Microsoft released six security updates Tuesday -- one fewer than originally planned -- to address a variety of flaws in Windows, Internet Explorer, Word and Outlook. Four of the updates address critical vulnerabilities attackers could exploit to run malicious code on targeted machines.
The biggest fix was for four different security holes in Internet Explorer, and at least nine flaws across Microsoft's product line were addressed this month. In response to the security updates, Cupertino, Calif.-based antivirus giant Symantec Corp. raised its ThreatCon to Level 2. "The DeepSight Threat Analyst Team recommends administrators apply these updates as soon as possible," Symantec said in an email to customers of its DeepSight threat management service.
McAfee noted that the majority of flaws addressed this month could be exploited through malicious Web sites.
"Today's Microsoft patches emphasize the need for proactive browser protection and the risk of surfing the Web unprotected," Dave Marcus, security research and communications manager at McAfee Avert Labs, said in an email. "Many of the vulnerabilities addressed by the fixes could be exploited if a Windows user simply clicks a malicious Web link, a favorite attack method among cybercriminals. Users need to be more careful than ever when surfing the Internet."
Critical security bulletins summarized
MS07-056 fixes an incorrectly handled malformed NNTP response vulnerability in all supported versions of Microsoft Outlook Express and Microsoft Windows Mail. Attackers could exploit this by constructing a specially crafted Web page. "This security update removes the vulnerability by changing the newsgroup client to handle malformed responses correctly," Microsoft said.
MS07-057 fixes four different flaws, the most serious of which could allow remote code execution if a user views a specially crafted Web page using Internet Explorer. Microsoft rated the security update as moderate for Internet Explorer 6 and 7 on Windows Server 2003 and critical for all other supported releases of Internet Explorer. "The security update addresses three vulnerabilities by not allowing the browser window content to persist after navigation has occurred," Microsoft said. "The update addresses the fourth vulnerability by modifying the script error exception handling so that no attempt is made to access the freed memory."

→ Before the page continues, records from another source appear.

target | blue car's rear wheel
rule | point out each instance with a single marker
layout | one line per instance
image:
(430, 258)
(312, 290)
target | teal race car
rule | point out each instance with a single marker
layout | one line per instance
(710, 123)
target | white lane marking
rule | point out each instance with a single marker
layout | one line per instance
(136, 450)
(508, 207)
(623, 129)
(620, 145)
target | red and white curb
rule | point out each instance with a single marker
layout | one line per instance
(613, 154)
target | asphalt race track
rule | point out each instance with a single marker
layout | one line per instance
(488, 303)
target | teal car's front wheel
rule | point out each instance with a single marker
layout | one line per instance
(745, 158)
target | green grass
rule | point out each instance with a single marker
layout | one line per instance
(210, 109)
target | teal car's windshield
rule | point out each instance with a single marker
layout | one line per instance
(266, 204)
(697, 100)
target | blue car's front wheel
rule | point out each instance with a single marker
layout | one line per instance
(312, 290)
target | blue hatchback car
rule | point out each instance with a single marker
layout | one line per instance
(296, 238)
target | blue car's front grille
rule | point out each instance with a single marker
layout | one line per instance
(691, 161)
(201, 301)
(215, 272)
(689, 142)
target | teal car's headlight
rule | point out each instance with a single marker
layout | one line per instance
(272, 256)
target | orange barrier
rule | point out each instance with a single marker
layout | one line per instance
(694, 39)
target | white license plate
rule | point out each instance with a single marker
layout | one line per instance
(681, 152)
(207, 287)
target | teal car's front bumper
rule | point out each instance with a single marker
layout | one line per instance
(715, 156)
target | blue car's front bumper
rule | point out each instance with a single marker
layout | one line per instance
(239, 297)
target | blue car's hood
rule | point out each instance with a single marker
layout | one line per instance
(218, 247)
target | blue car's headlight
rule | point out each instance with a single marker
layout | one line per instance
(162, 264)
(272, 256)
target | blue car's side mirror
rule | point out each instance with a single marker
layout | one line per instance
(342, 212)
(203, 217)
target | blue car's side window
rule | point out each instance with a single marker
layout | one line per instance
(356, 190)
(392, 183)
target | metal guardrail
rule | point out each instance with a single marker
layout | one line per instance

MS07-060 fixes a Microsoft Word flaw attackers could exploit to run malicious code if a user opens a specially crafted Word file with a malformed string. The update is for supported editions of Microsoft Office 2000, Microsoft Office XP and Microsoft Office 2004 for Mac. "This security update addresses the vulnerability by modifying the way that Microsoft Word handles specially crafted Word files," Microsoft said.
Important security bulletins summarized
MS07-058 fixes a denial-of-service flaw in the remote procedure call (RPC) facility due to a glitch in how the program communicates with the NTLM security provider when performing authentication of RPC requests. This affects all supported editions of Windows 2000, Windows XP, Windows Server 2003, and Windows Vista. Microsoft said it addressed the problem by making it so the program validates the RPC request.
MS07-059 fixes a flaw in Microsoft Windows SharePoint Services 3.0 and Microsoft Office SharePoint Server 2007 attackers could exploit to run a malicious script to gain elevated privileges within the SharePoint site, as opposed to elevation of privilege within the workstation or server environment. The vulnerability could also allow an attacker to run arbitrary script to modify a user's cache, resulting in information disclosure at the workstation, Microsoft warned. The problem affects Microsoft SharePoint Services 3.0 in supported editions of Microsoft Windows Server 2003 and supported editions of Microsoft Office SharePoint Server 2007. "The security update addresses the vulnerability by modifying the way that Microsoft Windows SharePoint Services 3.0 and Microsoft Office SharePoint Server 2007 validate URL-encoded requests," Microsoft said.
In its Patch Tuesday advance notification Thursday, Microsoft had originally planned for seven security updates -- four critical and three important. It is unclear why one of the important updates was pulled back.